Monday, August 17, 2015

Liger

The liger is a hybrid cross between a male lion (Panthera leo) and a tigress (Panthera tigris). Thus, it has parents of the same genus but of different species. It is distinct from the similar hybrid tigon. While the Siberian tiger is the largest pure sub-species, ligers are believed to be the largest of all known extant felines. Ligers exist only in captivity or zoos because the habitats of the parental species do not overlap in the wild. Historically, when the Asiatic Lion was prolific, the territories of lions and tigers did overlap and there are legends of ligers existing in the wild.
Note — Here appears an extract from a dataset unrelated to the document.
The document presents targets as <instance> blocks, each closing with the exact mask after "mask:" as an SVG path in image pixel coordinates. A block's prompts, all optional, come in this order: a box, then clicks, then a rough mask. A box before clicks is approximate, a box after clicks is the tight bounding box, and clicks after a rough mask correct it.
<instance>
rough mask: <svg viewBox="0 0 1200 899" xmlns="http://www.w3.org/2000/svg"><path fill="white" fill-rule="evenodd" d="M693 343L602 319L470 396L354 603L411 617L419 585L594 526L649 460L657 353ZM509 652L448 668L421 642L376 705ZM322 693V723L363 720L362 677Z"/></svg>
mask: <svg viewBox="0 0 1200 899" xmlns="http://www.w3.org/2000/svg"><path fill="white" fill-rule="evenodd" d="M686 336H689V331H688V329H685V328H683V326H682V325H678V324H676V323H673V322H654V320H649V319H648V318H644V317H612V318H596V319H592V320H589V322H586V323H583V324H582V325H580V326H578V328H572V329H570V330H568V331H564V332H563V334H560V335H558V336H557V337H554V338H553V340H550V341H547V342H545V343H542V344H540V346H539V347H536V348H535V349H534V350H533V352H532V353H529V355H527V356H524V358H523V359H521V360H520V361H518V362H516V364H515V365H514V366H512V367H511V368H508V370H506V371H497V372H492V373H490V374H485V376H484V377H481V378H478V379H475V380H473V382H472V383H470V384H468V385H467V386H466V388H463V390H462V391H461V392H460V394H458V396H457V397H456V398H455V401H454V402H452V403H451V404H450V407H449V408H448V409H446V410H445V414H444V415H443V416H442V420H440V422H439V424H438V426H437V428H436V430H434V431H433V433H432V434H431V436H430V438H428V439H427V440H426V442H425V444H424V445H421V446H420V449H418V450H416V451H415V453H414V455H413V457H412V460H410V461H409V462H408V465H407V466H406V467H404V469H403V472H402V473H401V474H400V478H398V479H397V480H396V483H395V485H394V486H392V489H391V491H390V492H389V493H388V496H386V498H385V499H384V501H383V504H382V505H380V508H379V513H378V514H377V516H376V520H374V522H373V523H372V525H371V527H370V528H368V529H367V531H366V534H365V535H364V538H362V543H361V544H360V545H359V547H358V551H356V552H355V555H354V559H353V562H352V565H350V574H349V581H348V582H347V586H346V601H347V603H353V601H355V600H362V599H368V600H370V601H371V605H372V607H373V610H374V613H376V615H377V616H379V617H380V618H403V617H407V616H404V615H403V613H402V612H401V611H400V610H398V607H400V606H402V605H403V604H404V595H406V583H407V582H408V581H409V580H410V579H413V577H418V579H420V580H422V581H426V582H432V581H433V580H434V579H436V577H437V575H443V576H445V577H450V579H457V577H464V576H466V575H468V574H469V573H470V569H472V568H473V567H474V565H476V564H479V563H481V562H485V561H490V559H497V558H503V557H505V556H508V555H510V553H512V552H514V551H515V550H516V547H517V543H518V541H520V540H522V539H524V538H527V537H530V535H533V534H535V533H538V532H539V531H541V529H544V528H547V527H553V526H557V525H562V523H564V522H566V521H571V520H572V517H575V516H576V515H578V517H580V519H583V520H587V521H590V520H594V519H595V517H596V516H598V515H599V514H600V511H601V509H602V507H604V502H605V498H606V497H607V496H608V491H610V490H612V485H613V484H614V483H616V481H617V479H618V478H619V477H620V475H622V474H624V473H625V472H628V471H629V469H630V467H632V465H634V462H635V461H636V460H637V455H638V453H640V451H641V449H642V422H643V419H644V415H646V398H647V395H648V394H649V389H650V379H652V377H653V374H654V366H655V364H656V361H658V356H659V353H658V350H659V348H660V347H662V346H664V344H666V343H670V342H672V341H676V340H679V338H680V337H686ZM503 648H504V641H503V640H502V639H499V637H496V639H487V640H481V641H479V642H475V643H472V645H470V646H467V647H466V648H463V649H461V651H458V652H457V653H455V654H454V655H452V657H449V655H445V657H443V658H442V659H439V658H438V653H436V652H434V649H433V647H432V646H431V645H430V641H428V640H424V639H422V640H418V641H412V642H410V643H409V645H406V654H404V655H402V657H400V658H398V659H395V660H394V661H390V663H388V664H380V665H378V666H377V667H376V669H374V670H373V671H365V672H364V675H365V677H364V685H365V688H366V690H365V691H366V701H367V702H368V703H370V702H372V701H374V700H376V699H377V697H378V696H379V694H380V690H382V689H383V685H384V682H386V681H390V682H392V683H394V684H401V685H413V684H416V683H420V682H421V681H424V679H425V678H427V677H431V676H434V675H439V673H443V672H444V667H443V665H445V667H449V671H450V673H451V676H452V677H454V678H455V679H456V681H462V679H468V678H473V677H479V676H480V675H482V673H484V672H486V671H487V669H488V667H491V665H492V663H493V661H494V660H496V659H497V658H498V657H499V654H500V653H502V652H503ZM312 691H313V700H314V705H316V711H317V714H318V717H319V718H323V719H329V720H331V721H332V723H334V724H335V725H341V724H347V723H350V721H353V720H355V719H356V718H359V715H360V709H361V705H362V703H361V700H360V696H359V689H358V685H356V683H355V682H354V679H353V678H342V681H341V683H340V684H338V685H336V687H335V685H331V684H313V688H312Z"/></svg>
Although ligers share characteristics of both lions and tigers, they more closely resemble lions because of the dominant gene. Notably, ligers typically grow larger than either parent species, unlike the tigon, which tends to be about as large as a female tiger and is the cross between a male tiger and a lioness. Most ligers suffer from embryonic fatality or premature death, and those that survive are often genetically or physically sterile and therefore unable to reproduce and continue their lineage. The history of ligers dates to at least the early 19th century in India. In 1798, Étienne Geoffroy Saint-Hilaire (1772–1844) made a colour plate of the offspring of a lion and a tiger. In 1825, G. B. Whittaker made an engraving of liger cubs born in 1824. The parents and their three liger offspring are also depicted with their trainer in a 19th-century painting in the naïve style. Two liger cubs born in 1837 were exhibited to King William IV and to his successor Queen Victoria. On 14 December 1900 and on 31 May 1901, Carl Hagenbeck wrote to zoologist James Cossar Ewart with details and photographs of ligers born at the Hagenbeck's Tierpark in Hamburg in 1897.